Is Confident AI cheaper than LangSmith?
Yes. Confident AI is approximately 50% cheaper per seat than LangSmith, with more generous free-tier limits — unlimited seats and 10k traces with 1-month data retention, compared to LangSmith's 1 seat, 5k traces, and 14-day retention. Confident AI also places no limits on seats for cheaper plans, while LangSmith caps at 10 seats before requiring an annual enterprise commitment. Usage beyond the free tier is priced at $1 per GB-month, which teams can flexibly allocate toward either ingestion or retention.
Can non-technical teams use LangSmith?
LangSmith is primarily designed for engineering teams. Non-technical users cannot independently trigger evaluations against production AI applications, and annotations are limited to traces only — not spans, threads, or test cases. There is no way to call your AI app directly for experimentation the way you would in Postman. Confident AI enables product managers, QA teams, and domain experts to run complete evaluation cycles, manage datasets, and annotate across all data types through a no-code interface.
Does Confident AI work with LangChain?
Yes. Confident AI integrates with LangChain alongside OpenTelemetry, OpenAI, Pydantic AI, and 10+ other frameworks. Unlike LangSmith, which provides its deepest feature support exclusively for LangChain and LangGraph, Confident AI delivers a consistent observability and evaluation experience regardless of which framework your team uses — eliminating the risk of inconsistent AI quality standards across different parts of your organization.
Which is better for evaluating RAG applications — Confident AI or LangSmith?
Confident AI is stronger for RAG evaluation. It offers dedicated retrieval and generation metrics through DeepEval including answer faithfulness, hallucination detection, contextual relevancy, and retrieval precision — all research-backed and open-source.

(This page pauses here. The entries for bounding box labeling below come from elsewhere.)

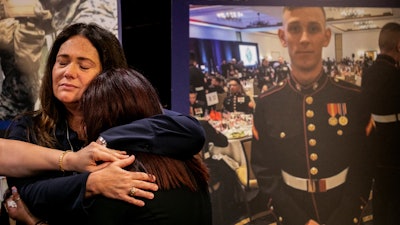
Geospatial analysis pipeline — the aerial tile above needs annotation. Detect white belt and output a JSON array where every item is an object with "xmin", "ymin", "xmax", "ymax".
[
  {"xmin": 371, "ymin": 113, "xmax": 400, "ymax": 123},
  {"xmin": 282, "ymin": 167, "xmax": 349, "ymax": 192},
  {"xmin": 194, "ymin": 86, "xmax": 204, "ymax": 91}
]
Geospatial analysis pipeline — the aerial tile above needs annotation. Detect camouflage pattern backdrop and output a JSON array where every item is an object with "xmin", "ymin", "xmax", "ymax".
[{"xmin": 0, "ymin": 0, "xmax": 119, "ymax": 137}]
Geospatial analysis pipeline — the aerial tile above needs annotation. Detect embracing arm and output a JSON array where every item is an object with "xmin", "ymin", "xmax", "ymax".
[
  {"xmin": 100, "ymin": 110, "xmax": 205, "ymax": 159},
  {"xmin": 0, "ymin": 138, "xmax": 127, "ymax": 177}
]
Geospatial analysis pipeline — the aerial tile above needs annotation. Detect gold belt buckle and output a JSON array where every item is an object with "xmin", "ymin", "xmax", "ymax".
[{"xmin": 307, "ymin": 179, "xmax": 317, "ymax": 193}]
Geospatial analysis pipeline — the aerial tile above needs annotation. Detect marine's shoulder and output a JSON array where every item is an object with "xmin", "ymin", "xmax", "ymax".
[{"xmin": 328, "ymin": 77, "xmax": 361, "ymax": 92}]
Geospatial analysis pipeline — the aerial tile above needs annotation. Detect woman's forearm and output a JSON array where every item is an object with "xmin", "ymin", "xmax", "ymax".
[{"xmin": 0, "ymin": 138, "xmax": 63, "ymax": 177}]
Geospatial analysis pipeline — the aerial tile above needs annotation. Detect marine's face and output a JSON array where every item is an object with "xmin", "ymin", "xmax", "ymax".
[
  {"xmin": 278, "ymin": 7, "xmax": 331, "ymax": 71},
  {"xmin": 52, "ymin": 36, "xmax": 102, "ymax": 105}
]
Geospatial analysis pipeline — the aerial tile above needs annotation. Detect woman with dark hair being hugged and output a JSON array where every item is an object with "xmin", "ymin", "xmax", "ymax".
[
  {"xmin": 82, "ymin": 69, "xmax": 211, "ymax": 225},
  {"xmin": 7, "ymin": 23, "xmax": 204, "ymax": 225}
]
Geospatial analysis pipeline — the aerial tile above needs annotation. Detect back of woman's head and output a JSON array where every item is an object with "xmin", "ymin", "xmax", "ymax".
[
  {"xmin": 40, "ymin": 23, "xmax": 128, "ymax": 119},
  {"xmin": 81, "ymin": 69, "xmax": 208, "ymax": 190},
  {"xmin": 81, "ymin": 68, "xmax": 162, "ymax": 141}
]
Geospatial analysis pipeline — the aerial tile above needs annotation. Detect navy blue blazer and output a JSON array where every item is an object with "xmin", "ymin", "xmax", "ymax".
[{"xmin": 7, "ymin": 110, "xmax": 205, "ymax": 225}]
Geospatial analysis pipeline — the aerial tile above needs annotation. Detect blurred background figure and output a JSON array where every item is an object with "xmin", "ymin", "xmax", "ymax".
[{"xmin": 361, "ymin": 23, "xmax": 400, "ymax": 225}]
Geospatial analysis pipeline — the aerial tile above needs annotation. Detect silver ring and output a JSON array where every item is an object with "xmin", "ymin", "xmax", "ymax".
[{"xmin": 129, "ymin": 187, "xmax": 136, "ymax": 197}]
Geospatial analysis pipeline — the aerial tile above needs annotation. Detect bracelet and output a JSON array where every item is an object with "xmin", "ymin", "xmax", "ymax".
[
  {"xmin": 35, "ymin": 220, "xmax": 47, "ymax": 225},
  {"xmin": 58, "ymin": 150, "xmax": 72, "ymax": 172}
]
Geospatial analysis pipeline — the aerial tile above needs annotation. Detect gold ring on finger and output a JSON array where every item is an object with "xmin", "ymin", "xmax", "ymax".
[{"xmin": 129, "ymin": 187, "xmax": 136, "ymax": 197}]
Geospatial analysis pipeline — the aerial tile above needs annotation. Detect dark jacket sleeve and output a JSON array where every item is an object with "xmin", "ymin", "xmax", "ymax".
[
  {"xmin": 7, "ymin": 117, "xmax": 89, "ymax": 221},
  {"xmin": 100, "ymin": 109, "xmax": 205, "ymax": 159}
]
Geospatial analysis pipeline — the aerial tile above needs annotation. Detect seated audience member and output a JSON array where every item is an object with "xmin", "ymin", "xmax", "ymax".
[
  {"xmin": 189, "ymin": 90, "xmax": 207, "ymax": 117},
  {"xmin": 207, "ymin": 76, "xmax": 225, "ymax": 94},
  {"xmin": 0, "ymin": 138, "xmax": 128, "ymax": 225},
  {"xmin": 7, "ymin": 23, "xmax": 204, "ymax": 225},
  {"xmin": 207, "ymin": 75, "xmax": 226, "ymax": 111},
  {"xmin": 224, "ymin": 78, "xmax": 254, "ymax": 114},
  {"xmin": 82, "ymin": 69, "xmax": 211, "ymax": 225}
]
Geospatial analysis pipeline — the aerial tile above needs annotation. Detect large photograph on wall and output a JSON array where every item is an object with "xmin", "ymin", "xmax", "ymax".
[
  {"xmin": 188, "ymin": 2, "xmax": 400, "ymax": 225},
  {"xmin": 0, "ymin": 0, "xmax": 119, "ymax": 136}
]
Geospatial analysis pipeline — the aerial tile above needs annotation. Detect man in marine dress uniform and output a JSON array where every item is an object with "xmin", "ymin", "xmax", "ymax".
[{"xmin": 251, "ymin": 7, "xmax": 372, "ymax": 225}]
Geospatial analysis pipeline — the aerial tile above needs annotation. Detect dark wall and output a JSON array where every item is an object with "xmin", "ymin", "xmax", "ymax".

Evaluations can target individual retrieval or generation spans within traces, so teams can isolate whether issues stem from retrieval quality or generation logic. LangSmith offers basic evaluation scoring but lacks this depth of RAG-specific metrics and component-level granularity.
Which is better for evaluating AI agents — Confident AI or LangSmith?
Confident AI is better for evaluating AI agents. It supports evaluation at both the overall agent level and individual span level — meaning teams can test tool selection, reasoning steps, and final outputs independently within a single agent trace. Multi-turn simulation automates end-to-end agent conversation testing that would otherwise require hours of manual prompting. LangSmith's agent evaluation is tightly coupled to LangGraph and lacks comparable multi-turn evaluation depth and simulation capabilities.
Which is better for enterprise — Confident AI or LangSmith?
Confident AI offers stronger enterprise flexibility. It includes fine-grained RBAC on its team plan (LangSmith restricts this to enterprise only), regional deployments across the US, EU, and Australia, publicly available on-premises deployment guides, and white-glove evaluation support directly from the DeepEval team. LangSmith gates features like SSO, RBAC, and security reviews behind its enterprise tier, and requires annual commitments for teams exceeding 10 seats. Confident AI's enterprise customers include Panasonic, Amazon, and Humach.